Hi! We are undergrads from A&M and Berkeley, and we are both majoring is CS. Trevor will be graduating this coming spring, and Danny will be graduating in the spring of 2022.
We built this product to compete in Walmart's challenge of building a search engine
What it does
Basic search engine capabilities: You type in a search query, and Waloogle returns a list of the most relevant items that we scraped from Walmart's catalogue
How we built it
We first had to scrape data from Walmart's website. This was actually the most time-consuming process of the whole Datathon. After we had the data, we fed it into GenSim, which is a python module that trains a Latent Semantic Indexing model on our data. We can then run queries against our model to return the most relevant entries to the search. We deployed this model on a Flask API server hosted on Heroku. On the front-end, we built a basic search page using React and Next.js. This page makes calls against our search API, and returns the list of most relevant items in a clean and minimalistic format. We also include a relevancy metric to show how relevant a particular search entry is to the search query. We finally hosted our front-end on Vercel, where it is available to the world!
Challenges we ran into
The biggest challenge we ran into was actually the process of scraping data from Walmart's website. Initially we tried to use Puppeteer.js, which creates an instance of Chromium, but there were a couple problems. First, it took about 2 seconds to fetch information about a single entry. Fetching 20,000 entries would therefore take way too long. The second main issue was the fact that Walmart's website started throwing reCaptchas at us from time to time, which naturally ruined the flow of our simple web scraper. Eventually, this got so bad that we started looking at different methods. After a ton of iteration and trying out different web scraping libraries, we looked on Walmart's robots.txt file and found sitemaps that contained hundreds of thousands of different products. We were able to use these sitemap files and simple fetch requests to get information for 27,000 different products. After we got the data, we were finally able to actually run our data through ML models and build search engine functionality.
The second main challenge we ran into pertains to hosting the search api server. We were up against the clock to submit our project, and we were attempting to host the api on Heroku. At the last second, in a flurry of issues with git, python virtual environments, and ML breaking, we were unable to actually host the search api. We were, however, able to get the front end hosted on Vercel, so we simply hard-coded the data for the search results of "iphone case" into our front-end. Thus if you visit our site, it will return the same data for every request. Clearly this is suboptimal, but at the very least it demonstrates what the site would look like if it were working on the frontend and backend.
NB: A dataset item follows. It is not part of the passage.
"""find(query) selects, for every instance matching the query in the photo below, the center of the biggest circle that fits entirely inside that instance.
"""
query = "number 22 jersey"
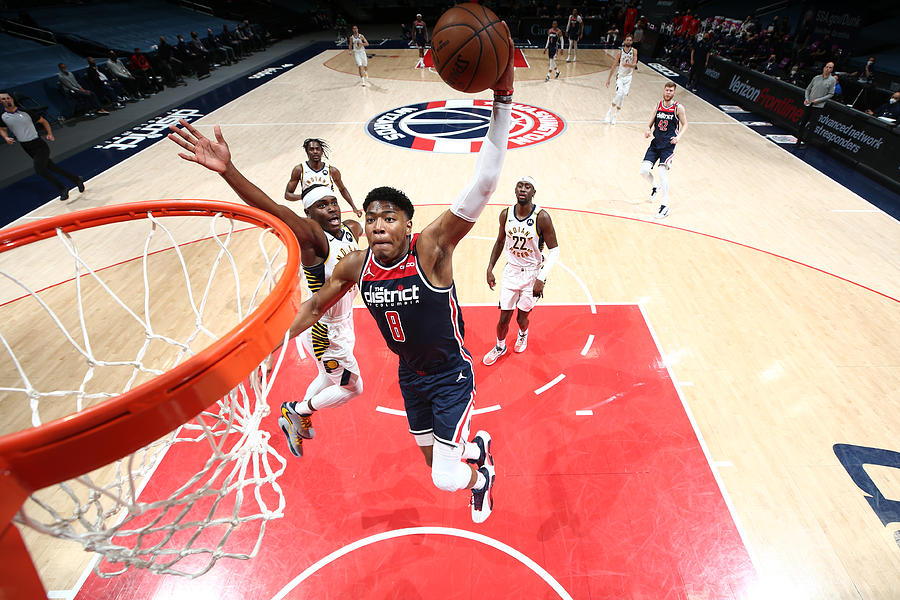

Accomplishments that we're proud of
We're happy that we were able to figure out how to get through Walmart.com's layers of defense against bots and get the data we need. We're also happy that we were able to get the different parts of the project working, even though they weren't smoothly working together at the end.
What we learned
We learned about Latent Semantic Analysis, how to webscrape, and how to put a simple search engine together from bottom-up.
Walmart Challenge Tasks
Task 1: Scraping Walmart.com We had two approaches to this problem:
HTTPS requests: Our second approach was using simple HTTPS requests and parsing the HTML responses. This method ended up being extremely fast as we could issue many asynchronous requests to walmart.com.
But this approach also had a few issues. First, we could not get the similar products since those are dynamically loaded into the page so they are not in the HTML response. Another problem was that our ISP were throttling our download speeds since we were sending so much out traffic.
To solve the first problem, we used the ip sitemap from the robots.txt. This file tells a web crawler the proper ettique for crawling the site. We followed all of the rules for which pages to crawl: only visiting https://walmart.com/ip//
This sitemap gave up all the links we needed to gather our 20,000+ product information, instead of a typical approach of traversing the links on the page.
The second problem was solve by using cloud computing. Both of us ended up launching AWS EC2 instances in order to utilized the great networking capabilities of the cloud, since this was our biggest bottleneck. After getting everything set up, it only took us less than an hour in order to collect 27,000 items. Our huge json file of all the data can be seen here
Task 2/3: For the machine learning for creating a search engine, I decided to focus on Latent Semantic Analysis/Indexing. There was a lot to learn here! This is an approach that uses context clues to define words. I used a python package called Gensim to handle the complex ML for us.
After getting our model all trained and ready, I tried to create a Flask server to host our search engine backend that our user interface would be able to call. This was ultimately unsuccessful as I could not figure out how to deploy this small app to Heroku before running out of time. We instead simulated the use of the backend by creating data and serving it directly with the frontend for an example query in order to display our web apps functionality.
Task 4: For the frontend of this project, I wrote a web app using React and Next js. The web app utilizes Static Site Generation for quick load times, and we hosted the web app on Vercel. Vercel actually created Next js, so their platform is optimized for Next js. The functionality of the frontend is quite basic. There's a search bar, and you can use that search bar to search the dataset we collected for the most relevant products to your query.